En atención a los resultados y fundamentalmente, a los nuevos retos, el 25 de septiembre de 2015, los líderes mundiales adoptaron un conjunto de objetivos globales para erradicar la pobreza, proteger el planeta y asegurar la prosperidad para todos como parte de la nueva agenda de desarrollo sostenible. Cada objetivo tiene metas específicas que deben alcanzarse en los próximos 15 años, apunta la ONU.

Para la ONU, la agenda 2030 para el Desarrollo Sostenible es un programa ambicioso, deseable y universal para erradicar la pobreza mediante el desarrollo sostenible para 2030.

En los momentos iniciales, al aprobar la nueva agenda en septiembre de 2015, la comunidad internacional reconoció que la educación es fundamental para el éxito de los 17 objetivos recogidos allí. Resalta el objetivo 4: garantizar la educación inclusiva, equitativa y de calidad y promover oportunidades de aprendizaje durante toda la vida para todos.

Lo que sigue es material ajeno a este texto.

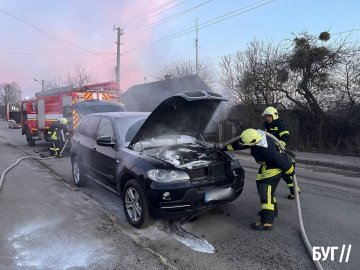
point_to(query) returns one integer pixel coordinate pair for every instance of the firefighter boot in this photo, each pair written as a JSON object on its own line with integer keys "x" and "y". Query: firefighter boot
{"x": 292, "y": 193}
{"x": 275, "y": 214}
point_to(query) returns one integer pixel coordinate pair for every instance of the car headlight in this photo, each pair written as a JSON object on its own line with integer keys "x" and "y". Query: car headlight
{"x": 166, "y": 176}
{"x": 235, "y": 164}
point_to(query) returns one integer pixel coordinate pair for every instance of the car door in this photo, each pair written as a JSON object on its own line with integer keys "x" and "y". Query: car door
{"x": 104, "y": 161}
{"x": 88, "y": 142}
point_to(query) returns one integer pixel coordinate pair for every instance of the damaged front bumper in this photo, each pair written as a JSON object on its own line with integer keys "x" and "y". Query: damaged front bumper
{"x": 189, "y": 201}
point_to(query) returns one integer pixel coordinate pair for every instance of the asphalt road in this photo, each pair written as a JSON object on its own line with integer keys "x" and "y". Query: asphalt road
{"x": 330, "y": 204}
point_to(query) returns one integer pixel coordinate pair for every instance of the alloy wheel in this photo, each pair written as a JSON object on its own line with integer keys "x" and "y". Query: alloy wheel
{"x": 133, "y": 204}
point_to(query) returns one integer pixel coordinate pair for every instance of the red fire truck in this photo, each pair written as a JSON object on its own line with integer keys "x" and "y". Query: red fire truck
{"x": 39, "y": 112}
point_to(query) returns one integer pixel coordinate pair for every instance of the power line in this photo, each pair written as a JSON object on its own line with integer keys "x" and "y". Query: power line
{"x": 348, "y": 31}
{"x": 203, "y": 25}
{"x": 145, "y": 27}
{"x": 45, "y": 33}
{"x": 140, "y": 16}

Dentro de las instancias de las Naciones Unidas, destaca la UNESCO, misma que considera que la educación es un derecho humano para todos, a lo largo de toda la vida, y que el acceso a la instrucción debe ir acompañado de la calidad. La UNESCO es la única organización de las Naciones Unidas que dispone de un mandato para abarcar todos los aspectos de la educación. De hecho, se le confió la coordinación de la Agenda de Educación Mundial 2030 en el marco del Objetivo de Desarrollo Sostenible 4. La hoja de ruta para la consecución de este objetivo es el Marco de Acción de Educación 2030 (FFA), por sus siglas en inglés).

En el contexto actual es importante observar que, Educación 2030 supera los intentos anteriores por garantizar el acceso a la educación básica, como se establece en los objetivos de Educación Para Todos y el Objetivo de Desarrollo del Mileno 2 de 2000-2015, relacionado con la educación.

Por esa razón, la UNESCO plantea como un nuevo ámbito ampliado de la agenda mundial Educación 2030:

  • se extiende desde el aprendizaje en la primera infancia hasta la educación y la formación de jóvenes y adultos;
  • prima la adquisición de habilidades para trabajar;
  • subraya la importancia de la educación de la ciudadanía en un mundo plural e interdependiente;
  • se centra en la inclusión, la equidad y la igualdad entre ambos sexos;
  • y pretende garantizar resultados de calidad en el aprendizaje para todos, a lo largo de toda la vida.

Hay que hacer hincapié en el papel que debe jugar cada gobierno en la ejecución de la agenda, la visión multidisciplinaria que conlleva cada esfuerzo a fin de lograr una real contribución que, al final de cuentas, es para bien de las distintas sociedades en particular. Disposición y recursos presupuestales son requisitos fundamentales, difusión y capacitación a todos los niveles de operación, cambio de paradigma educativo donde se privilegie el aprendizaje y el papel central del alumno, por lo tanto, re-formación del profesorado (deformado actualmente) y, modernización de la infraestructura, entre otras cosas.

A la UNESCO y los socios les corresponde prestar apoyo con asesoramiento en materia normativa, asistencia técnica, desarrollo de capacidad y desde luego, realizando seguimiento a escala mundial, regional y nacional.

Hasta aquí, y para el caso de México, cabe preguntar: ¿la reforma educativa emprendida por el actual gobierno se alineó al Objetivo de Desarrollo Sostenible 4?;¿hubo la suficiente inducción para la participación magisterial en la reforma educativa?; ¿los profesores de los diferentes niveles están capacitados para enfrentar un nuevo paradigma educativo?; ¿los miles de centros de trabajo cuentan con la suficiente y moderna infraestructura?; ¿el centro y las entidades federativas están perfectamente sincronizadas organizacional y presupuestalmente?  Continuará. Me fui.